1. Ciclo de Krebs (ciclo de ácido cítrico):
- Mitocondria House Las enzimas responsables del ciclo Krebs.
- Este ciclo descompone el piruvato (un producto de la glucólisis) en dióxido de carbono, generando ATP (trifosfato de adenosina), una molécula utilizada para la energía.
2. Cadena de transporte de electrones:
- La cadena de transporte de electrones, también ubicada dentro de las mitocondrias, utiliza electrones del ciclo Krebs para alimentar la producción de una gran cantidad de ATP.
- Este proceso requiere oxígeno y es la principal fuente de energía para la célula.
3. Fosforilación oxidativa:
- Este es el proceso por el cual ATP se produce utilizando la energía liberada de la cadena de transporte de electrones.
- Es un proceso altamente eficiente que genera la mayor parte del ATP de la célula.
4. Regulación del metabolismo celular:
- Las mitocondrias están involucradas en diversas vías metabólicas, incluida la síntesis de aminoácidos y ácidos grasos.
- También juegan un papel en la regulación de la muerte celular (apoptosis).
Diferencias clave de las células animales:
Mientras que las mitocondrias vegetales comparten las mismas funciones básicas que las de las células animales, existen algunas diferencias clave:
* Aceptores de electrones alternativos: En ausencia de oxígeno, las mitocondrias vegetales pueden usar otras moléculas como el nitrato o el sulfato como aceptores de electrones en la cadena de transporte de electrones.
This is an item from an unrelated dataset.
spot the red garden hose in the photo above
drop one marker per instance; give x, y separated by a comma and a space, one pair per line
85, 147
Esto les permite generar energía incluso en entornos de bajo oxígeno.
* fotorrespiración: Las mitocondrias vegetales están involucradas en la fotorrespiración, un proceso que consume oxígeno y libera dióxido de carbono. No es tan eficiente como la fotosíntesis, pero ayuda a recuperar algo de carbono perdido.
En resumen, las mitocondrias vegetales son esenciales para la respiración celular, proporcionando la energía necesaria para el crecimiento, el desarrollo y otros procesos celulares. Realizan el ciclo Krebs, la cadena de transporte de electrones y la fosforilación oxidativa, lo que los hace críticos para la supervivencia de las plantas.